L'espace médiatique est désormais tiraillé entre deux discours : l'un, que j'ai qualifié de « populiste », accuse les religions et préconise de les fuir le plus possible voire de les abolir pour éviter que ce genre d'abominations se réitère dans le futur ; l'autre, émanant plutôt également des politiques de gauche, n'accuse pas les religions et, bien au contraire, insiste sur le fait que la religion n'ait "rien à voir avec ces attentats" - il va donc à priori plutôt dans le sens de mon argumentation. Le fond est certes vrai, nous l'avons dit précédemment : les monstres qui commettent ces attentats ont une image déformée de la religion et utilisent ce mot pour commettre des actes qui sont contraires à ses principes. Mais ce discours, si "politiquement correct" soit-il, est finalement aussi dangereux que le précédent car il écarte de la même façon la religion des préoccupations principales ; le résultat qui en découlera sera donc le même : un rejet de ces questions essentielles et un temps précieux que l'on perdra encore à débattre sur de prétendues causes politiques, sans jamais traiter le problème à la racine. Il est donc évident que les autorités religieuses doivent désormais prendre leur part de responsabilité après ces attentats et entamer au plus vite un travail de transmission et d'apprentissage, car ce n'est pas en répétant que « l'islam n'a rien a voir avec le terrorisme » que l'on changera les choses. Les autorités musulmanes n'ont pas assez agi après les attentats de Charlie Hebdo et se sont contentées de dire qu'elles "n'avaient pas à se justifier pour ces actes barbares", sans envisager de réforme au sein de l'Islam. A partir du moment où des individus tuent au nom d'une religion, oui, il faut que les autorités religieuses de ladite religion se justifient et fassent comprendre à ses fidèles  EN QUOI cette religion se différencie de l'extrémisme - car sans argumentation, un discours ne vaut rien. C'est donc le travail que devront faire les imams de France et qu'ils n'ont pas assez fait jusque-là : un enseignement du Coran beaucoup plus large et une véritable exigence demandée à ceux qui souhaitent se convertir.

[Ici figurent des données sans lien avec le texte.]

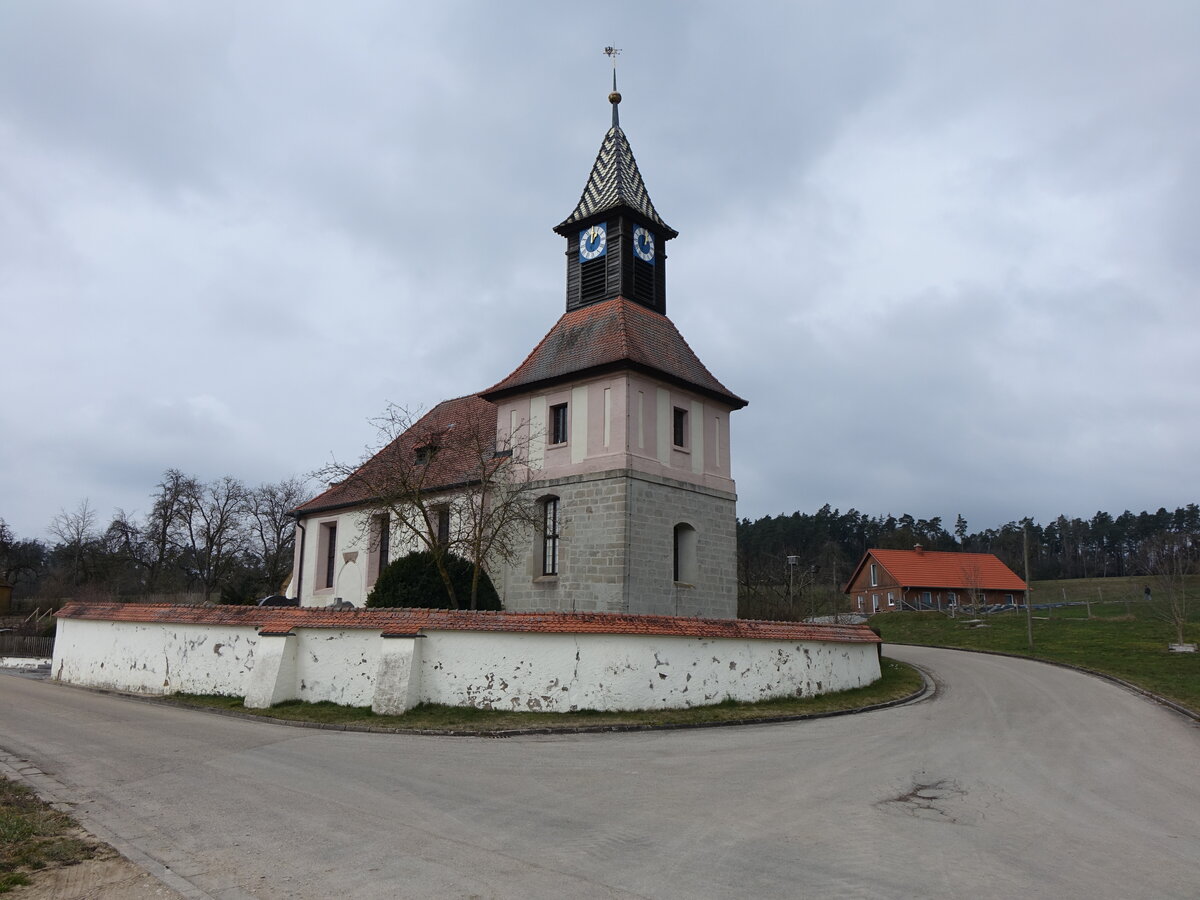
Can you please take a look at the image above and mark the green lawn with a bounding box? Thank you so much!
[871,600,1200,713]
[169,659,922,733]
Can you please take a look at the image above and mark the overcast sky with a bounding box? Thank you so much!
[0,0,1200,536]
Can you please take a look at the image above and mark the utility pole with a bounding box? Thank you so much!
[1021,526,1033,653]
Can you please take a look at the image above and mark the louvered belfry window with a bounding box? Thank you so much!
[580,257,607,300]
[541,497,558,575]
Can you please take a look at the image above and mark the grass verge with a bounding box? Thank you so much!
[170,659,922,734]
[871,602,1200,713]
[0,778,98,894]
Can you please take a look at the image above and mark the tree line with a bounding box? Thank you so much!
[738,503,1200,590]
[0,469,311,602]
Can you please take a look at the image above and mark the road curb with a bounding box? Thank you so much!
[0,748,216,900]
[884,642,1200,722]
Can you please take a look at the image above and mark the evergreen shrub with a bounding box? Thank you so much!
[367,550,503,610]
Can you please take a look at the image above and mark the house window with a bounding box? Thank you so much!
[541,497,559,575]
[433,506,450,547]
[672,522,698,584]
[320,522,337,589]
[550,403,566,444]
[672,407,688,448]
[371,512,391,582]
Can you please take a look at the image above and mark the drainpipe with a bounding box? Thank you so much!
[292,512,308,604]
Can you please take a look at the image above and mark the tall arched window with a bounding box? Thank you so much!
[541,497,559,575]
[674,522,700,584]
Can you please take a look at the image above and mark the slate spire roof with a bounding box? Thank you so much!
[554,85,679,238]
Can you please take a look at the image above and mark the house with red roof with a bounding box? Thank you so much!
[845,545,1025,616]
[290,84,746,618]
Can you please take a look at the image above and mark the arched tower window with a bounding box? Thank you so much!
[674,522,700,584]
[541,497,559,575]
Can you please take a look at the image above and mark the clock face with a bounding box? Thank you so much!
[634,226,654,264]
[580,222,608,260]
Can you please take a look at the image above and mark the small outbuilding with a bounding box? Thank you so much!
[845,544,1025,616]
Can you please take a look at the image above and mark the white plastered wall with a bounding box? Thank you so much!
[53,619,880,712]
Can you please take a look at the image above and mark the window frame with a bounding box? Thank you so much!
[318,520,337,590]
[550,403,570,446]
[671,522,700,584]
[541,497,563,577]
[671,407,688,450]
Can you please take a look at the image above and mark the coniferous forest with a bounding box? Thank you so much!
[738,503,1200,600]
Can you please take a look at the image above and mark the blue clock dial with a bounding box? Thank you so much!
[634,226,654,265]
[580,222,608,260]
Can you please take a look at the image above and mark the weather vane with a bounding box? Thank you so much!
[604,47,620,127]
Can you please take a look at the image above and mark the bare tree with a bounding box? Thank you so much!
[178,475,246,602]
[50,497,96,586]
[0,518,46,584]
[246,478,311,590]
[317,396,538,610]
[1139,532,1200,644]
[138,468,200,593]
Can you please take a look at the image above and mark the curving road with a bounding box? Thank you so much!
[0,647,1200,899]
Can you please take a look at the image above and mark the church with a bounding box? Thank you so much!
[290,77,746,618]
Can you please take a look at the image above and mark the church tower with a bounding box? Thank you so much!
[554,72,678,314]
[480,73,746,618]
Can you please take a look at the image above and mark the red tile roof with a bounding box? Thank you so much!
[296,395,496,514]
[55,602,880,643]
[846,550,1025,592]
[480,296,746,409]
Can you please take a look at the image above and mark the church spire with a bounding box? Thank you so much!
[604,47,620,128]
[554,53,678,238]
[554,55,678,316]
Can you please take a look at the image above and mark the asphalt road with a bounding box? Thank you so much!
[0,647,1200,900]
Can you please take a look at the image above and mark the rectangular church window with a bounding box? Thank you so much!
[550,403,566,444]
[673,407,688,448]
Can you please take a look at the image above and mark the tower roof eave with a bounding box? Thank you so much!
[480,296,746,409]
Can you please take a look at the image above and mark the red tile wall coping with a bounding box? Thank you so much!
[55,602,881,643]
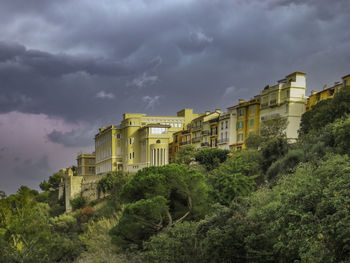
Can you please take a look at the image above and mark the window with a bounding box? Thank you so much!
[237,121,244,130]
[238,109,244,117]
[250,105,255,114]
[151,128,167,134]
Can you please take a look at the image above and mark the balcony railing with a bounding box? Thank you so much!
[192,137,202,143]
[202,130,210,135]
[218,138,228,143]
[270,100,277,105]
[191,125,203,131]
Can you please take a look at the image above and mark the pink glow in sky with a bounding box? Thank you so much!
[0,112,93,194]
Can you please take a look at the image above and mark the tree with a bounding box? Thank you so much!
[97,171,129,197]
[111,164,209,248]
[244,134,264,150]
[208,153,257,205]
[174,145,196,165]
[142,222,204,263]
[195,148,229,171]
[110,196,171,251]
[333,115,350,154]
[261,136,289,173]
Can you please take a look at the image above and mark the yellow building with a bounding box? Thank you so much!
[190,110,221,149]
[260,72,306,141]
[342,74,350,87]
[77,153,96,176]
[306,75,350,111]
[169,131,183,163]
[217,112,233,150]
[95,125,123,174]
[228,96,260,150]
[306,82,343,111]
[209,117,220,148]
[95,109,200,174]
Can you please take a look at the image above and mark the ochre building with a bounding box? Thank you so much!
[95,109,201,174]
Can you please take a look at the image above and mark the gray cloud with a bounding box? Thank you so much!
[13,155,50,180]
[47,128,97,147]
[96,90,115,99]
[142,95,160,109]
[127,73,159,89]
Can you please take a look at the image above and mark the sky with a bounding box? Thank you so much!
[0,0,350,194]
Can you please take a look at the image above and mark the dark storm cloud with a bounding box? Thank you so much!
[47,128,97,147]
[13,155,50,180]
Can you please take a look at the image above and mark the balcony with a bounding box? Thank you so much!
[218,138,228,143]
[270,100,277,105]
[191,125,203,131]
[202,130,210,136]
[192,137,202,143]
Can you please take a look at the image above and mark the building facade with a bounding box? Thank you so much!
[306,75,350,111]
[77,152,96,176]
[228,96,260,150]
[260,72,306,141]
[95,109,201,174]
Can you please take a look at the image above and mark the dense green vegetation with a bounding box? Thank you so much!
[0,88,350,262]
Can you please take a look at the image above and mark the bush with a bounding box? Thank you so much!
[69,195,87,210]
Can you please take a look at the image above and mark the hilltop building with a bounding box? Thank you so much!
[306,75,350,111]
[260,72,306,141]
[228,95,260,150]
[95,109,202,174]
[77,152,96,176]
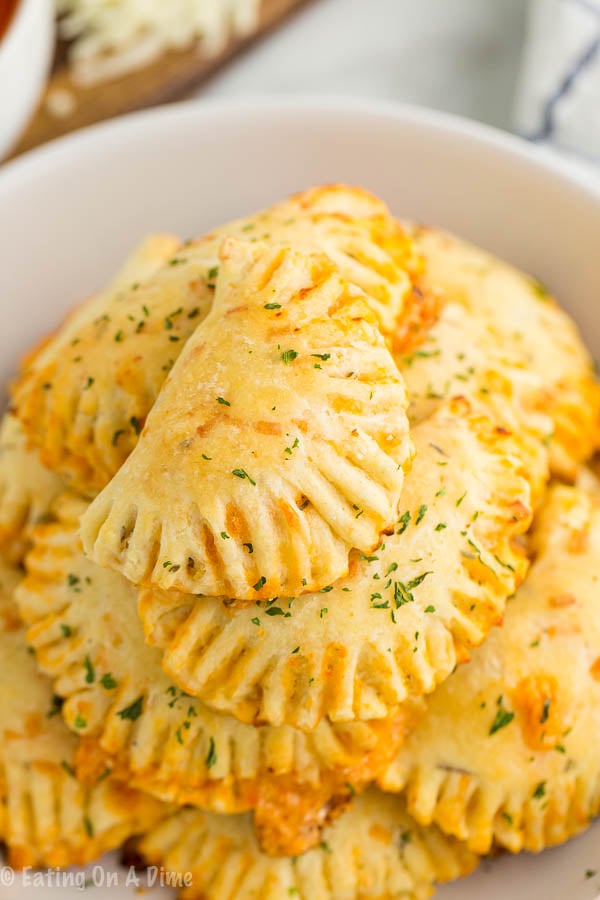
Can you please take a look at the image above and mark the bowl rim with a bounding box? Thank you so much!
[0,0,30,54]
[0,96,600,206]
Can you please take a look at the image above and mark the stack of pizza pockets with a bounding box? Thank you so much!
[0,185,600,900]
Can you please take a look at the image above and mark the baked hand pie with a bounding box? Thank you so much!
[136,788,478,900]
[139,399,531,731]
[16,495,419,854]
[81,238,412,606]
[13,185,424,493]
[381,486,600,853]
[0,561,164,868]
[396,228,600,480]
[0,413,64,562]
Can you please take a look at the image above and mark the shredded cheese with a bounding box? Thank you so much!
[55,0,261,84]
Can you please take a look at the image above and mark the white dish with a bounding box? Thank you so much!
[0,0,54,159]
[0,95,600,900]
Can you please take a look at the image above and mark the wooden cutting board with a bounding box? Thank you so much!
[12,0,310,156]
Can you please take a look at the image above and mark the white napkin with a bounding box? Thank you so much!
[515,0,600,163]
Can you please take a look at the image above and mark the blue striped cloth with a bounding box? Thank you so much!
[515,0,600,163]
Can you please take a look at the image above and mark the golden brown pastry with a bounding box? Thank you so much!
[16,495,418,854]
[138,788,477,900]
[397,228,600,480]
[13,185,422,492]
[139,400,541,731]
[381,486,600,853]
[0,562,163,868]
[0,413,64,562]
[81,238,412,606]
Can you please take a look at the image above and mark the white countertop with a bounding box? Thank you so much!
[198,0,527,128]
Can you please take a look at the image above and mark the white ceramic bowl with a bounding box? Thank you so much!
[0,0,54,159]
[0,101,600,900]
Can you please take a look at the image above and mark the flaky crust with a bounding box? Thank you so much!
[397,228,600,480]
[13,185,422,492]
[17,496,418,853]
[81,239,412,605]
[138,789,477,900]
[139,400,531,730]
[381,486,600,853]
[0,563,168,868]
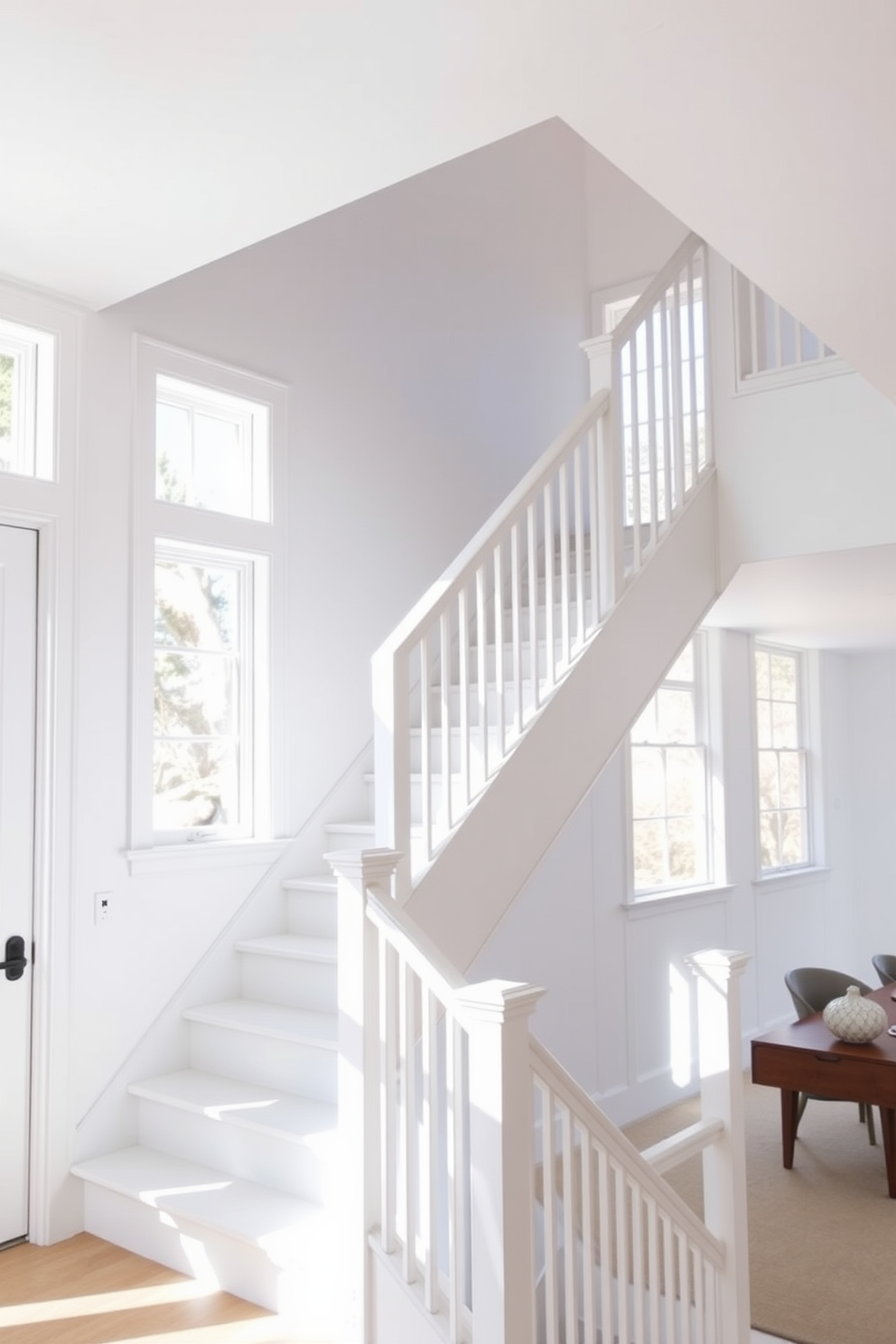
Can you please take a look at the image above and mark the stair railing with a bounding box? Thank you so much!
[372,235,712,901]
[331,851,750,1344]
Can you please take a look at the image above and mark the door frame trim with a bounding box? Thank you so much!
[0,508,74,1246]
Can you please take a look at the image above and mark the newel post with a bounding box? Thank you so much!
[326,849,399,1344]
[686,949,750,1344]
[455,980,544,1344]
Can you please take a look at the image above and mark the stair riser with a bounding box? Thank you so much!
[138,1097,331,1204]
[240,952,337,1012]
[323,824,376,854]
[286,887,335,938]
[410,728,512,779]
[190,1022,336,1102]
[85,1182,333,1317]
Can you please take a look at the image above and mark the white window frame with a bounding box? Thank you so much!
[750,639,822,882]
[156,374,273,523]
[625,630,724,904]
[127,336,289,873]
[0,316,58,481]
[731,266,854,397]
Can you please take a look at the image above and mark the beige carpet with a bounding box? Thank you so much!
[626,1080,896,1344]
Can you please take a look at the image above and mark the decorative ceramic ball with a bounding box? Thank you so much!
[822,985,887,1046]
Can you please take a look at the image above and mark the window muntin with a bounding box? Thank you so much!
[156,374,271,523]
[753,647,810,873]
[0,317,56,480]
[129,336,283,865]
[152,542,258,835]
[629,639,711,895]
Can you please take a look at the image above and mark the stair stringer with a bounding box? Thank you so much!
[406,471,720,969]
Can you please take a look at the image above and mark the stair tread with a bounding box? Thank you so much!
[235,933,337,964]
[184,999,339,1050]
[281,873,336,891]
[71,1145,326,1264]
[127,1069,337,1148]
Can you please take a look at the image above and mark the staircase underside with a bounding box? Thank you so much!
[407,476,719,969]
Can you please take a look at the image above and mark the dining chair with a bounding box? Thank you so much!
[871,952,896,985]
[785,958,881,1143]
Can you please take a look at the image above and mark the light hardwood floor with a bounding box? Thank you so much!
[0,1232,306,1344]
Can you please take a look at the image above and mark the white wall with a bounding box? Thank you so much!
[846,652,896,962]
[468,631,859,1122]
[64,122,693,1145]
[709,254,896,578]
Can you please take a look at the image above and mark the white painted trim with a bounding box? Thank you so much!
[0,282,86,1246]
[622,883,736,919]
[751,863,832,892]
[126,333,289,849]
[124,837,293,878]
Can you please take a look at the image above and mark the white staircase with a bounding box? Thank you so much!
[72,233,741,1344]
[74,821,372,1341]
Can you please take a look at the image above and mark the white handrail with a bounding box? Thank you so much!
[372,234,712,901]
[372,390,617,901]
[530,1036,725,1269]
[334,851,745,1344]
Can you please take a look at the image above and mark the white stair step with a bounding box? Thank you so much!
[184,999,339,1050]
[237,933,336,965]
[184,999,337,1102]
[72,1145,337,1322]
[323,821,376,854]
[237,934,337,1013]
[127,1069,337,1143]
[281,873,336,938]
[72,1145,321,1265]
[127,1069,337,1203]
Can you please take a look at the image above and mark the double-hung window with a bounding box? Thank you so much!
[753,645,810,873]
[0,317,56,480]
[133,341,285,848]
[629,634,712,896]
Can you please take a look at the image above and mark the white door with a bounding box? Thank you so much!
[0,527,38,1246]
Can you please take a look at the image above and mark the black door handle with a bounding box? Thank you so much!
[0,933,28,980]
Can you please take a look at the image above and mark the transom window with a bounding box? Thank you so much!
[156,374,270,521]
[629,637,711,894]
[753,647,808,873]
[0,317,56,480]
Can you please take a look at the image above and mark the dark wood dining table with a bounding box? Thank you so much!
[751,985,896,1199]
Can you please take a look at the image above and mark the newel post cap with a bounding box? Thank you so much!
[684,947,752,983]
[454,980,546,1022]
[323,849,403,895]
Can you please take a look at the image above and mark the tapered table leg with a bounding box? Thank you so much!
[780,1087,800,1171]
[880,1106,896,1199]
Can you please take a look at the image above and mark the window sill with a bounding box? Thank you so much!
[622,883,735,919]
[752,864,830,891]
[125,840,290,878]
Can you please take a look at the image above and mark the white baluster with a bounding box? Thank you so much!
[455,980,542,1344]
[686,949,750,1344]
[328,849,399,1344]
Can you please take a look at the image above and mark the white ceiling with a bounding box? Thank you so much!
[704,546,896,652]
[0,0,896,399]
[0,0,896,647]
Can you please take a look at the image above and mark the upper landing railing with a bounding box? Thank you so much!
[373,235,712,901]
[331,849,750,1344]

Malala Yousafzai  écrit dans son livre "Moi, Malala, je lutte pour l'éducation et je résiste aux talibans" : « Un enseignant, un livre, un stylo, peuvent changer le monde. » Ce n'est pas en nous détournant de la religion et en la fuyant que nous vaincrons le terrorisme, mais, bien au contraire, c'est en nous y plongeant davantage et en nous y intéressant en profondeur. Alors OUI, nous allons continuer à croire et à prier, et ce n'est pas cette bande d'abrutis qui nous détourneront de nos religions sous prétexte qu'ils tuent en criant le nom d'Allah. Et ceci est d'autant plus vrai que s'ils réussissaient à nous détourner de quelque chose d'aussi personnel et d'aussi intime que la croyance en Dieu, alors ils auraient tout gagné.